What has smoking got to do with climate change?
DOUBT from The Climate Reality Project on Vimeo.
Do cigarettes contribute to the warming of the planet? Not really, but the deliberate manufacturing of public doubt in the face of widespread scientific evidence has been the hallmark of industry attempts to delay regulation in both cases. Not only has big oil used the same arguments and tactics as big tobacco, but in some cases, the same individuals. Certainly many of the same anti-regulation think tanks appear as sources of claims that are subsequently picked up and repeated in the mainstream media. Numerous publications have documented the history of these groups, who act as a PR smokescreen for industries in danger of serious public backlash over the dangerous activities from which they profit (for instance, Merchants of Doubt). The goal is not refutation of the science but merely the seeding of public doubt through the appearance of ongoing controversy on topics considered resolved amongst the experts. The question is how long they will be successful. For the link between cigarettes and cancer, such tactics effectively won the tobacco industry three decades of public confusion and regulatory hiatus in which to maximise profits. We don't have three decades in which to delay over climate.



4 comments:
have you read Toxic Sludge Is Good For You?

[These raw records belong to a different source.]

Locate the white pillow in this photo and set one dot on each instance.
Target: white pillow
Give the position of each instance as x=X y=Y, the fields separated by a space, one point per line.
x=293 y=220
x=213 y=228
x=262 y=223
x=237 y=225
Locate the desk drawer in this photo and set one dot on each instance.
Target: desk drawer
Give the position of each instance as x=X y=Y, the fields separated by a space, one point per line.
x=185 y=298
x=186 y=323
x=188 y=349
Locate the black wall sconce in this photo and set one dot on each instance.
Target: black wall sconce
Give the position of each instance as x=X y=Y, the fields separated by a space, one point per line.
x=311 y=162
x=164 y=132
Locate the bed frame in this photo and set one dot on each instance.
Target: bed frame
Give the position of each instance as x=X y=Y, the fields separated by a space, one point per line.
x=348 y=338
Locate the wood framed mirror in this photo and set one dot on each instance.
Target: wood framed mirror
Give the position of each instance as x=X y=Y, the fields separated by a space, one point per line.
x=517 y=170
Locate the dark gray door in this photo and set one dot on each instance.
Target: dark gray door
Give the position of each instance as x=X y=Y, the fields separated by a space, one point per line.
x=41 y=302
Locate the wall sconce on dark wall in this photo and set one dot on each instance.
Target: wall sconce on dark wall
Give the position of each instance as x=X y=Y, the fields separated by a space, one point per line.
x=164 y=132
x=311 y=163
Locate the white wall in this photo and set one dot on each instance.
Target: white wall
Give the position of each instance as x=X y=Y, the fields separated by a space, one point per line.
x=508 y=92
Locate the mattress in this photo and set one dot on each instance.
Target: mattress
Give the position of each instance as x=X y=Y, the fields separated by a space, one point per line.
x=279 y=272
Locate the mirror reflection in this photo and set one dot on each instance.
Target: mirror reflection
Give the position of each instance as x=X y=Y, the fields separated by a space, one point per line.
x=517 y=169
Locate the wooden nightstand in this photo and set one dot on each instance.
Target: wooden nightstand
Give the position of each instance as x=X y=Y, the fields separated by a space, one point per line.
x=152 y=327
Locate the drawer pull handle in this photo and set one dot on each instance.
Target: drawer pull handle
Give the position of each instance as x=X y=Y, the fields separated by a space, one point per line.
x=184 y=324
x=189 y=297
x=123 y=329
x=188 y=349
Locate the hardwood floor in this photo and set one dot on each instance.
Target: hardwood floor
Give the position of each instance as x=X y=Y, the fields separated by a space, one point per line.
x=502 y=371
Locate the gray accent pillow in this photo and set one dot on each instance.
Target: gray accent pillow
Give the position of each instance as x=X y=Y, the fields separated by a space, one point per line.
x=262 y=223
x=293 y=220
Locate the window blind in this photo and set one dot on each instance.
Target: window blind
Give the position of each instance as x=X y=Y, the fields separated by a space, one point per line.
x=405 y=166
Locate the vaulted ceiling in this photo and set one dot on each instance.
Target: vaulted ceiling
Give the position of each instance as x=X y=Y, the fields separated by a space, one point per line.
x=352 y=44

http://www.prwatch.org/tsigfy.html
No, I haven't. Is it good?
There's a psychological connection as well, in that both smoking and climate change are driven by forms of consumption well-known to be destructive in the long term, but whose deleterious effects are difficult to measure in the present, or are only incrementally measurable. The approaching "brink" is deniable (at least rhetorically/plausibly), which leaves enough wiggle room for the PR "smokescreen."
Yes, and in both cases, once the true extent of the danger has become bleedingly obvious (pardon the language), it is too late to do more than palliative care.